Absolument ! Lu Ming Tang est une fusion entre la Chine et l’Occident, les traditions et notre mode de vie contemporain. En 2016, nous avons lancé notre première boutique dans le temple de Longjing, c’est le berceau de la marque… Dans le village du même nom, un thé impérial y est cultivé depuis des millénaires. C’est un endroit empreint de légendes et une référence dans la culture traditionnelle chinoise. Ce temple tombait en ruines et nous avons eu la chance et l’opportunité de pouvoir le rénover, en collaboration avec les autorités chinoises.

L’identité visuelle de Lu Ming Tang est également très représentative de cette fusion entre les deux cultures.

Oui, et elle aussi très personnelle. Je voulais une marque avec des aspérités, qui soit authentique. Du logo – qui reprend le phénix, cher au bestiaire chinois et les lettres en caractères romains – à la matière des pots qui évoque la porcelaine ou la forme d’une tasse de thé inversée, tout est pensé dans cette ligne. C’est une marque qu’on adore ou pas…

C’est aussi une marque gourmande… Le thé est la source principale d’inspiration, mais d’autres produits naturels viennent la compléter. Comment élaborez-vous les produits des différentes gammes de Lu Ming Tang ?

Je m’inspire de la médecine traditionnelle chinoise, qui utilise beaucoup de plantes alimentaires. La Crème de Marie par exemple – le produit iconique de la marque – est une crème de jour éclat, antioxydante, et nourrissante… et initialement ma recette de petit déjeuner ! Certains fruits rouges, le lait de soja et le thé vert en sont les composants principaux. La pâte « détox » est elle aussi inspirée d’une recette alimentaire :  une recette « noire », à base de thé noir, charbon de bambou, riz noir, dattes et graine de sésame, que je consommais régulièrement, jusqu’au jour où j’ai eu l’idée d’en faire un masque. La gamme complète reprend les rituels de la cérémonie du thé : la purification (nettoyage, masque et brume) et la réactivation (lotion, booster, crème), avec des masques en plus (en tissu ou en poudre DIY).

Comment décidez-vous d’un nouveau produit ?

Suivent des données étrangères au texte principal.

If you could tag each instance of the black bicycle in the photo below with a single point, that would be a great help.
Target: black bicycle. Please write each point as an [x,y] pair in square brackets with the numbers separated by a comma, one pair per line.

Je reste à l’affut des innovations et suis mes intuitions personnelles. Le retour des clientes est également essentiel, Lu Ming Tang est une marque communautaire.

Aujourd’hui Lu Ming Tang est bien implantée en Asie…

Actuellement il existe la boutique-mère dans le temple de Longjing, ouverte en 2016, une boutique à Shanghai depuis 2017, un corner récent à Singapour et les produits sont disponibles également dans les 240 points de vente Sephora de Chine. Lu Ming Tang est aussi produite en Chine, c’est extrêmement important pour moi, c’est une question d’éthique. Pour limiter l’empreinte écologique, bien sûr, mais aussi pour contrer cette idée que la Chine n’est pas capable d’offrir des services de qualité, alors que c’est un pays qui a une réelle culture des beaux produits.

Des suites pour l’international ?

L’objectif pour l’avenir est de continuer à développer la marque sur le marché chinois, par le digital notamment. Pour l’Europe, nous souhaitons ouvrir des boutiques d’ici peu, mais avec un lancement orienté sur la découverte de la culture du thé, porté par un principe communautaire qui est chère à la marque : Faire découvrir les gammes à travers l’expérience du thé.

Est-ce compliqué d’entreprendre en Chine ? Avez-vous eu des moments de doute ?

Je connais bien sûr l’anxiété de la fondatrice, mais je n’ai jamais vraiment douté. Entreprendre, c’est ici, et comme partout je pense, beaucoup de challenges, mais la mentalité positive de la Chine m’a portée. La question n’a jamais été « Est-ce qu’on le fait ? » mais « Comment on le fait ». Mon équipe est formidable pour ça… C’est une excellente démarche pour un entrepreneur, qui permet de se fixer de grands objectifs.